Storing elements in a sequence (Part 1)

Example: any number of pizza toppings

Being able to use an index to find a character in a string made it easy to write while loops to process each character in order.

What if we wanted to process a sequence of numbers or strings or other data? Or what if we wanted group together an unknown number of related values such as, for example, pizza toppings, so that we could use the entire group as an input or output?

Sequences

Each language has at least one way to group data values and at least one way to put data values in an order. This does not mean that they are in increasing order for numbers or alphabetical order for strings, but rather any order you choose, like the order of characters in a string.

A sequence is a group of data values, given in order.

Other terms

Depending on the language, this is an array or a list.

Different languages support different types of sequences. Common names you might encounter are "array" and "list", which typically describe two different ways of grouping and ordering data. Just like in a string, the position of a value is its index and usually counting starts from zero:

An index is a position of a value. For example, as shown in the figure below, in the sequence [9, 2, 1, 4, 6, 5, 8, 3, 4, 1, 7], the index of 4 is 3.

Definition

Each value is an element or item of the sequence.

We refer to the individual values as elements or items.

String-like sequence functions

Not surprisingly, many functions that are useful for strings are also useful for sequences like extracting a single element or a subsequence. For example, considering the sequence [9, 2, 1, 4, 6, 5, 8, 3, 4, 1, 7], the same functions used to extract an element of a string can be used to extact the element 4. Also, the same function used to extract a substring can be used to extract the subsequence [4, 6, 5, 8].

Pseudocode for sequence functions and operations

We will use the same notation as we did for strings to determine the length of a sequence, finding a particular element, or concatenating two sequences:

The pseudocode length([5, 2]) gives the result 2, which is the length of the sequence [5, 2].
The pseudocode [5, 2, 7][0] gives the result 5, which is the the element with index 0 in the sequence [5, 2, 7].
The pseudocode [5, 2, 7]+[4] gives the result [5, 2, 7, 4], which is the concatenation of the sequences [5, 2, 7] and [4].

Caution

Square brackets are used for both sequences and indices.

Notice that in the second example, square brackets are being used in two different ways. The brackets around 5, 2, and 7 indicate a list, and the brackets around [0] indicate an index. In the second example, the single number 4 inside brackets indicates a list of length 1, not an index.

Caution

The assumption that sequences can be concatenated may not hold for all languages.

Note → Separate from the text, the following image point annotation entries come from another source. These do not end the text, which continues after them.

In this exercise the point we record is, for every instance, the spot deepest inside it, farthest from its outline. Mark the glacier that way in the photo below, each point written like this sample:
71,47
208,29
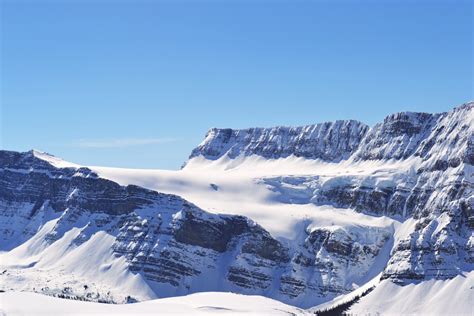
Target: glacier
306,215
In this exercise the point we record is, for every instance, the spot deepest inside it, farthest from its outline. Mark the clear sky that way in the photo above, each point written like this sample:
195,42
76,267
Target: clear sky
138,83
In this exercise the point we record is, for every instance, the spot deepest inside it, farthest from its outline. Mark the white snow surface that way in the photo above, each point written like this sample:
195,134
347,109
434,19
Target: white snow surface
234,186
210,303
433,297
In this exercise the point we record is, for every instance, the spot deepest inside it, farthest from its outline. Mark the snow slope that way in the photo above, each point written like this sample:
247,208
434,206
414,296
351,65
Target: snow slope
13,304
397,213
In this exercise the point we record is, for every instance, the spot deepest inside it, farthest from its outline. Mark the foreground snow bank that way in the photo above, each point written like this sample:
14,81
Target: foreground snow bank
434,297
210,303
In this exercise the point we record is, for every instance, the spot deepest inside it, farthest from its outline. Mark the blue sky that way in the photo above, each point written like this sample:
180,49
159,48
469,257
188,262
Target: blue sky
138,84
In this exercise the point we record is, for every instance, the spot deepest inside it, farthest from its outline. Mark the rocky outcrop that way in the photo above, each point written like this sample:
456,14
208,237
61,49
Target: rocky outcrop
175,246
435,188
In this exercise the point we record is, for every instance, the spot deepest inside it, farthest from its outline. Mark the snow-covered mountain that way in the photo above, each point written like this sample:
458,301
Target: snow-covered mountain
312,213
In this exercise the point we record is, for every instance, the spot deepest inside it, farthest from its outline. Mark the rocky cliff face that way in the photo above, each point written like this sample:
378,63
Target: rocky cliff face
173,245
327,141
178,248
435,188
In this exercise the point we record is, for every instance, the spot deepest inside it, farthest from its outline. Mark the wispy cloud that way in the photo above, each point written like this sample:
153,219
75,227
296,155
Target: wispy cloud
121,142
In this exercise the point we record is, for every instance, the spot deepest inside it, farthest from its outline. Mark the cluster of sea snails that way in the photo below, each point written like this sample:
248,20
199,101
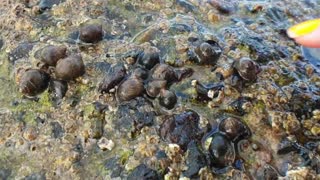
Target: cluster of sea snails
146,76
56,67
219,145
35,81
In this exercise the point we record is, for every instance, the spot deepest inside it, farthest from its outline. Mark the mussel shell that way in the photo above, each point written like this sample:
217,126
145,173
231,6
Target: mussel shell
247,69
165,72
70,68
221,150
148,59
234,129
34,82
51,54
130,89
167,99
154,87
91,33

Although we will use concatenation in our pseudocode, this may not be supported in all languages.

Sequences in memory

The variable "pets" points to the sequence "cat", "ape", "dogs", "fox", "bat" with indices 0, 1, 2, 3, 4, respectively.

To visualize how a sequence is stored, you can imagine a variable name pointing to a group of indices and addresses, where each index points to the item stored in that location. For example, as shown in the figure below, consider the indices 0, 1, 2, 3, and 4 pointing to the items "cat", "ape", "dogs", "fox", and "bat" stored in some memory locations, respectively. As shown in the figure on the right, the variable "pets" points to the group of indices 0, 1, 2, 3, and 4.

"cats"

"ape"

"dogs"

"fox"

"bat"

Strings versus sequences

Given that sequences are more general and have a lot of the same functionality of strings, why not make a sequence of characters instead of a string?

Definition

Data is immutable if it cannot change.

Otherwise, it is mutable and can be changed using mutation.

The answer has to do with mutability. Data is either immutable, which means that it can't change, or mutable, which means that it can change. The process of change is called mutation. So far, all the data we have seen is immutable. Since strings are immutable, if you try to assign a new value to a position, an error results. For example, the pseudocode "cat"[1] ← "o" causes an error. But for a sequence, such an assignment can take place. For example, "pets"[4] ← "ant" is allowed.

Caution

Assigning a new value to an existing variable is not mutation. It changes the address associated with the name but not the data itself.

You might be wondering why numbers are immutable since we can change a variable to a different number. The key point is that mutation is not the same as assigning a new address in an address book.

Not mutation

The variable x is assigned the value 10.

So our previous visualizations of memory did not represent mutation. We first assigned the value 10 to x: x ← 10.

The variable x is assigned the value 20, after it is first assigned the value 10.

Next we assigned the value 20 to x: x ← 20. When we reassigned x to 20, we didn't change 10. Instead, we allocated new memory for 20 and then used that address in the address book entry for x. This is just like the example with the cranberries: we didn't mutate the apricots so that they turned into cranberries, we allocated new space for the cranberries and left the apricots alone.